昔、「スター・ウォーズ」が大ヒットして「ジョーズ」の記録を抜いた時、スピルバーグはR2-D2がジョーズのサメを吊り上げるイラストをルーカスにプレゼントしたそうですが、こういう称え方は楽しいですね。キャメロンはこのツイートで、「エンドゲームは映画業界がビッグな産業であることも証明してくれた」みたいなコメントを残しています。
「エンドゲーム」の社会現象的大ヒットは様々なエンタメがあふれるこの世界において、100年以上の歴史を持つ映画がいまだに娯楽の王者であることを示してくれたことへの嬉しさですね。
僕は今回の「エンドゲーム」がアメリカ映画史上、オープニング3日間で初の3億ドル突破ということに感慨深いものがあります。というのも、初の全米オープニング3日間2億ドル突破は12年の「アベンジャーズ」。では初のオープニング3日間1億ドル突破は?実は02年の「スパイダーマン」なんです!そうアメコミ・ヒーロー映画はいつも興行界の常識を超えてきたのです。
「ファンタジーと冒険には国境はないんだ」というスタン・リー氏の言葉が蘇ります
日本ではアメコミ物は(「スパイダーマン」を除き)ずっと当たらない、と言われていたのですが、今回の「エンドゲーム」は60億円を突破、あの「名探偵コナン」から週末ランキング1位を奪いました。5年前のゴールデンウィーク興行では「キャプテン・アメリカ/ウィンター・ソルジャー」は初登場4位でした。「名探偵コナン」が1位で、春休みから続くエルサ姫、クレヨンしんちゃんにも数字的に負けていました。
あれから5年。MCUは日本でもビッグ・コンテンツになったのです。アメリカのみならず、世界で、日本で、MCUがここまで人気になると、僕はスタン・リー氏のこの言葉を思い出します。「ファンタジーと冒険には国境はないんだ」。
一方で、アメコミ・ヒーロー映画ばかりが公開されることに批判的な意見もあります。でもMCUのおかげで、何度も映画館へ行く習慣を若い世代に作り上げたのは素晴らしいことだと思います。それがきっかけで、予告編を観て他の映画にも興味を持っていく。かくいう僕も、ゴジラ、ブルース・リー、パニック映画が定期的に上映されたことで映画館通いが始まりました。MCUはマーベルのみならず、映画館という素敵なユニバースへと導いてくれるのです。
さてMCUに先立ち、ハリウッドがアメコミ・ヒーロー物(特にマーベルに)注目する転機となったのが、00年に公開され大ヒットとなった20世紀フォックスの「X-MEN」。

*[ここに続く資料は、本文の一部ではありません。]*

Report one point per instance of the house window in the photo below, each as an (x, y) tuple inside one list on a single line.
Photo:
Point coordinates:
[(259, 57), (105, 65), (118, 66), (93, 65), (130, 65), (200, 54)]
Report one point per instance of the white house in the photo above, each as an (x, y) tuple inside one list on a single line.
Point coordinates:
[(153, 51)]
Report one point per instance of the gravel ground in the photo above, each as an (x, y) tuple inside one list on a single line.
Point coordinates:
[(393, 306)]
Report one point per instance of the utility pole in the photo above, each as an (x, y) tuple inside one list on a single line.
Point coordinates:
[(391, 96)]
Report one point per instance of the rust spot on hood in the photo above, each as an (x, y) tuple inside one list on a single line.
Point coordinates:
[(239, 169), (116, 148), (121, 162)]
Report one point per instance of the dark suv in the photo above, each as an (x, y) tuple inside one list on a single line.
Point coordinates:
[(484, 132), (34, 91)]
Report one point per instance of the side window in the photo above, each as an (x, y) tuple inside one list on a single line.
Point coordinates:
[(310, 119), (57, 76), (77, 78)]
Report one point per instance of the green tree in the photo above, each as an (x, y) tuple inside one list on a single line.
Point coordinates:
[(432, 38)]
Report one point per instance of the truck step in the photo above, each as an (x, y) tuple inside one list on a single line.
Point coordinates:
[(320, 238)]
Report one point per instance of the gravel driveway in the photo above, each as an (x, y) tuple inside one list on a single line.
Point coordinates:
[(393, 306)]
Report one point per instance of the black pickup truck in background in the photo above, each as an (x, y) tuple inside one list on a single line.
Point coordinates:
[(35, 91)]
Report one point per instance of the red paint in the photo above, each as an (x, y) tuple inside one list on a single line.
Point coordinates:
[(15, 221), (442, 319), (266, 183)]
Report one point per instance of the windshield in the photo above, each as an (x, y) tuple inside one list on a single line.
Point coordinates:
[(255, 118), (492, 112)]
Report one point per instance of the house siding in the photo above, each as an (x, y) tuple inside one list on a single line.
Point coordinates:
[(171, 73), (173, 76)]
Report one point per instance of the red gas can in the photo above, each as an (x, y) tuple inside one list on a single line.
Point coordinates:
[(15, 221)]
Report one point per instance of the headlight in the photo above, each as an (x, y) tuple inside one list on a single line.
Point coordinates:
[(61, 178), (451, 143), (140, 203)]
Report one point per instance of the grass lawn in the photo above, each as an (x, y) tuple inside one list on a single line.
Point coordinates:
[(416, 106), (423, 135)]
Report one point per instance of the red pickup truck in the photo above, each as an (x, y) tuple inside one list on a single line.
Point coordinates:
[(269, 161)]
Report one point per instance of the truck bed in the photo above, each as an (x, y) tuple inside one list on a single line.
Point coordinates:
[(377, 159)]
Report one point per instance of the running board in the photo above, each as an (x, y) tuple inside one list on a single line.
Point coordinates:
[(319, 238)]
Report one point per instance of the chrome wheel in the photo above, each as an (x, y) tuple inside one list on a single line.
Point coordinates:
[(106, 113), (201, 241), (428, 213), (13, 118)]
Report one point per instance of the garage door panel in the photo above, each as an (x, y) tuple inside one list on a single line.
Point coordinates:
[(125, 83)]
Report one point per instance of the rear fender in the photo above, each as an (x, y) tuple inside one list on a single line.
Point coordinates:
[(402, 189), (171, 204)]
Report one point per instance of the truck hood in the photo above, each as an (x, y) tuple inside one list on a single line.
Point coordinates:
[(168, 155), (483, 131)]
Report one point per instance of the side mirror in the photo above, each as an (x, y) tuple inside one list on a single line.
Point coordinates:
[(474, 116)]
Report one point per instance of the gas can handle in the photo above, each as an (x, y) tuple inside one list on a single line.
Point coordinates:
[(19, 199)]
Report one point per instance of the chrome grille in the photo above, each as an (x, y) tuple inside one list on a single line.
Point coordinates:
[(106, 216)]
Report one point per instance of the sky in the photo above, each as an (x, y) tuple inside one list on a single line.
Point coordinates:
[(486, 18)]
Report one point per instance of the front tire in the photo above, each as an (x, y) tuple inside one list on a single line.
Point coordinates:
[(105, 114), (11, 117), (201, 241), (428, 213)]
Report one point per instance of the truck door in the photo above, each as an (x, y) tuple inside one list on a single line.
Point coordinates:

MCUは11年目ですが、X-MENシリーズは20年近く続いています。その最新作が「X-MEN:ダーク・フェニックス」。これが期待以上の面白さ!今までX-MENを見続けてきたよかった!と心から思える傑作。20世紀フォックスのディズニー買収に伴い、20世紀フォックス版X-MENの最終作ですが、それにふさわしいフィナーレです。ぜひ、みなさんも見てみてください。